Over a dozen youths complete five-week tech program for Bedouin community, backed by MIT, Ben-Gurion University.

A “Bedouin Moovit” bus app, a nanodevice for tracking plant health, and a smart bracelet that helps those with vision impairments avoid obstacles were among the final projects developed this summer by a group of Bedouin teenagers in the Negev region as part of a new tech training program specifically for Bedouin youth.

Over a dozen Bedouin teens were selected for the five-week boot camp, dubbed “Digital Tent,” a collaboration between the Massachusetts Institute of Technology, Ben-Gurion University of the Negev, and Siraj, a non-profit organization dedicated to integrating members of the Bedouin community into Israel’s celebrated high-tech sector with its coveted high salaries.

The local tech industry is made up mostly of secular, Jewish men who served in the Israeli army, while women and members of ultra-Orthodox and Arab communities are severely under-represented.
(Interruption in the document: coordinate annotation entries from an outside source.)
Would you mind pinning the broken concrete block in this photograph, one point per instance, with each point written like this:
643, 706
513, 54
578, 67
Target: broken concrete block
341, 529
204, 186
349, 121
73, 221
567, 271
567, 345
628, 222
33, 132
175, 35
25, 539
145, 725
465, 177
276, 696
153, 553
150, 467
Israel’s Bedouin population numbers around 200,000 and is part of Israel’s Arab minority, itself about 20% of the whole population, but just around 3.5% of the tech workforce.

A minority within a minority, Bedouin communities are among the most disadvantaged groups in the country, and suffer from a chronic lack of infrastructure like water systems, electricity grids, and roads, have inadequate access to quality education and healthcare, and often rank low on socio-economic scales among Israeli localities. Most live in the Negev area in a mix of towns and villages, some of them unrecognized by the state. A scathing State Comptroller report released last year said Bedouin communities in the south live with a shocking lack of services and governance and blamed the state, in part.

Siraj (“a source of light” in Arabic) was founded in 2017 by Israeli entrepreneurs and academics to expose Bedouin teens and youths to advanced technologies and spark their interest in fields like programming and software development. The organization has since launched Siraj Technologies, a sister company that offers solutions in the Internet of Things (IoT) space and provides job opportunities to Bedouin university graduates.